Skill #3: Searching for Show


Fan fiction is quite well-known for its abundance of ships. People love to write romance stories. The more implausible and tenuous the better. Believe it or not, there is a skill associated with this.

Fan fiction is wish-fulfilment. But good fan fiction is always grounded in the source material. Which means you need to find evidence to prop up your supposition. It never needs to be explicitly stated if you can find a detail that adds weight to your argument. And finding these details is good practice for learning how to show instead of tell.

Even the gentlest nudge can lead a reader in the right direction (or, at least, an interesting new direction), so looking for gentle nudges can help you get better at encoding them into your own work.

Skill #4: Character Consistency


This one gets a little awkward in fan fiction. People’s views of characters can be wildly different. But, as with Skill #3, keeping characters consistent is a simple matter of finding evidence in the source material.

A good method is to watch how a character behaves and make notes of their behaviour. What makes them angry? What makes them sad? What drives them? What are their flaws and their strengths? Open-ended games like Fallout are great practice for this because they put you in control of the character’s temperament and decisions. You get to decide what is ‘in-character’ for your character.

Try this. Take a character from your original story. Play them in a Fallout game. What do they do? Who are their friends? Their enemies? How do they react to things? This will help you build a behavioural framework to take back to your original work. Now you’ll know exactly what that character will do when a new situation arises. You might even learn something new about them along the way.

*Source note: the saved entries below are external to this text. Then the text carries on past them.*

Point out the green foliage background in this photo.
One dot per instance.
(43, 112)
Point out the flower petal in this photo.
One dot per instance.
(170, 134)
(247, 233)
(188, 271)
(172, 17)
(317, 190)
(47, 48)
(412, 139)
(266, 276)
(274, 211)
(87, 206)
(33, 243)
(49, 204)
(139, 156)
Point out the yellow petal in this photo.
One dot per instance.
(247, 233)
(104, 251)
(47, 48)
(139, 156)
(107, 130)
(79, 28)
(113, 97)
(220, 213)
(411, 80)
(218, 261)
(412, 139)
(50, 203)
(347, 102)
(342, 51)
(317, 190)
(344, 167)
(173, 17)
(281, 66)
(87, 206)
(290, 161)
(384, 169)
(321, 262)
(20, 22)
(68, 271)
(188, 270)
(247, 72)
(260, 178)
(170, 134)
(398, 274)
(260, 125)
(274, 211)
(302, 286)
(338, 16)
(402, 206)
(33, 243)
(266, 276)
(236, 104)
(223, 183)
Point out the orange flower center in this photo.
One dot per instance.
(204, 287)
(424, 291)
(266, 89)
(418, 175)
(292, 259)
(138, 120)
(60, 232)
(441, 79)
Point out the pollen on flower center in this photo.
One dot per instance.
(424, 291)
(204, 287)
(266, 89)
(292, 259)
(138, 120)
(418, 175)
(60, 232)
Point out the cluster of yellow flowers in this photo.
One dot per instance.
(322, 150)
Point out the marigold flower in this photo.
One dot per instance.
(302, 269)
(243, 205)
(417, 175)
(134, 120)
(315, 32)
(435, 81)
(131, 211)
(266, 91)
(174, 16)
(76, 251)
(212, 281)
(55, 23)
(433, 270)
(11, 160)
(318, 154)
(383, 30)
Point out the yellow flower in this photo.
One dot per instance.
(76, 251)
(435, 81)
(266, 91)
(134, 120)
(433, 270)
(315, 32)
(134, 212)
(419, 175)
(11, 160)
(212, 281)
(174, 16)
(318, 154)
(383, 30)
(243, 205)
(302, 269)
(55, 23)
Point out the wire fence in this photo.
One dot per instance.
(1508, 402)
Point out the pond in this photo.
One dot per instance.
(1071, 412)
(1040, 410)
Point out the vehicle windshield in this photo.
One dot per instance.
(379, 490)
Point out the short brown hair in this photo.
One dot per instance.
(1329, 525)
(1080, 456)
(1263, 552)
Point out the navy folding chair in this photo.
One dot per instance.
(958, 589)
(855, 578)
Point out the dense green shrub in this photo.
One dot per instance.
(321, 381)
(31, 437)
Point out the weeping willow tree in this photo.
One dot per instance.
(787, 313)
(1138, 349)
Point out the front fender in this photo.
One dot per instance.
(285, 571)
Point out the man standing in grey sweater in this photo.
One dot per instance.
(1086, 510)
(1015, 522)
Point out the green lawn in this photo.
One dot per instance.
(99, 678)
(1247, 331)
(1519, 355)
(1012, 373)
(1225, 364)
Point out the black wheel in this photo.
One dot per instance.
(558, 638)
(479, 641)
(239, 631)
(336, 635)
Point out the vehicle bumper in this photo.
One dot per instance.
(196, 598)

Skill #5: Stories are Everywhere



One thing you learn while writing fan fiction is that stories are everywhere. This goes double for video games. Every house in the zombie-infested city, every settlement in the nuclear wasteland, every poor soul come to raid the Darkest Dungeon, is a new story. The difference between games and every other type of media is that I can stand around soaking up details while I put that story together.

Fallout 3 is a great example of this, because the developers loaded the game with little stories. When you find an adult skeleton hugging a teddy bear in a child’s bedroom, that’s a writing prompt right there.

You can carry this mentality forward into original writing. Every book you read, movie you watch, game you play, think ‘what was missing?’ What interested you about it, but didn’t go far enough? Chances are, if you wanted to see more then so did someone else. And that’s the seed for something new and original right there.

Fan Fiction for Mindfulness


Ultimately, fan fiction is just a bit of fun. Its people writing about something they love. Something that has captured their imagination. Copyright law means they can’t make money on it, which is how you know it’s coming from a place of passion.

If you can colour in for mindfulness, if you can garden or sew, why not write fan fiction? You’ll probably never get it published, so go wild. Do what you want to do. Work on your writing skills in an environment without pressure. Hone your craft and have fun at the same time. I feel like it worked for me.

Also, I lied. I still write fan fiction. I’ll probably never stop.